Question

If two consecutive terms in the expansion of ${{\left( p+q \right)}^{n}}$ are equal, where n is a positive integer, then $\dfrac{\left( n+1 \right)q}{p+q}$ is:
(a)A rational number
(b)A positive integer
(c)A negative integer
(d)An integer

Answer 1

Hint: First apply binomial theorem to find any two consecutive coefficients. By that condition, find the relation between q, p, r, n. Now substitute this relation into the given number. Check the type of number. This type is the required result in the question.

Complete step-by-step answer:
Given condition in the question is written inform of:
Consecutive terms of expansion ${{\left( p+q \right)}^{n}}$ are equals. Let us assume that ${{r}^{th}},{{\left( r+1 \right)}^{th}}$ terms are those consecutive terms which are given to be as equal in value.
By binomial theorem we can say the expansion to be:
${{\left( p+q \right)}^{n}}=\sum\limits_{k=0}^{n}{{}^{n}{{C}_{k}}}{{p}^{k}}{{q}^{n-k}}$
From above expansion we can say the ${{r}^{th}}$ term to be as:
Let us assume the ${{r}^{th}}$term to be denoted by ‘a’.
By substituting $k=r$ , we get value of variable ‘a’ as:
$a={}^{n}{{C}_{r}}{{p}^{r}}{{q}^{n-r}}$
From the binomial theorem we can say the ${{\left( r+1 \right)}^{th}}$ term to be as:
Let us assume the ${{\left( r+1 \right)}^{th}}$term to be denoted by b.
By substituting $k=r+1$ , we get the value of variable ‘b’ as:
$b={}^{n}{{C}_{r+1}}{{p}^{r+1}}{{q}^{n-\left( r+1 \right)}}$
By simplifying above equation, we get the value of variable ‘b’ as:
$b={}^{n}{{C}_{r+1}}{{p}^{r+1}}{{q}^{n-r-1}}$
By condition given between a, b we can say the equation as:
$a=b$
By substituting their values, we get equation to be as:
${}^{n}{{C}_{r}}{{p}^{r}}{{q}^{n-r}}={}^{n}{{C}_{r+1}}{{p}^{r+1}}{{q}^{n-r-1}}$
By simplifying, combining terms , we get the equation in form:
$\dfrac{{{q}^{n-r}}}{{{q}^{n-r-1}}}=\dfrac{{}^{n}{{C}_{r+1}}}{{}^{n}{C}_{r}}.\dfrac{{{p}^{r+1}}}{{{p}^{r}}}$
Combinations:- it is a mathematical technique that determines the number of possible arrangements in a collection of items where the order of selection does not matter in combination you can select items in any order. Formula is given by ${}^{n}{{C}_{r}}=\dfrac{n!}{r!\left( n-r \right)!}$
By expanding and simplifying, we get the equation as:
$\dfrac{q}{p}=\dfrac{n!\left( n-r \right)!r!}{n!\left( r+1 \right)!\left( n-r-1 \right)!}=\dfrac{n-r}{r+1}$ ……………………. (1)
Given number for which we need the type is give:
$\dfrac{\left( n+1 \right)q}{p+q}$
By taking common from denominator and cancel it, we get :
$\dfrac{n+1}{\dfrac{p}{q}+1}$
By substituting equation (1) , we get it as follows below:
$\dfrac{n+1}{\left( \dfrac{r+1}{n-r} \right)+1}=\dfrac{n+1}{\dfrac{r+1+n-r}{n-r}}=\dfrac{\left( n+1 \right)\left( n-r \right)}{n+1}$
By cancelling the common terms, we get the equation
$\dfrac{\left( n+1 \right)q}{p+q}=n-r$
As n is always greater than r, we say $n-r$ is a positive integer.
Therefore option (b) is the correct answer for this question.

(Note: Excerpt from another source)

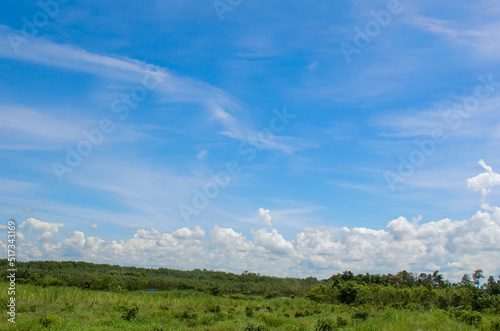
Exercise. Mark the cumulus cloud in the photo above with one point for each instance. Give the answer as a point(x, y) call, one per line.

Note: Be careful with the formula of binomial theorem, combination because the whole answer depends on it. Students forget to write r! terms in the denominator. Do not make that mistake as it might make the whole result go wrong, while converting numbers we took a common just to generate $\dfrac{p}{q}$ term. It is an important idea.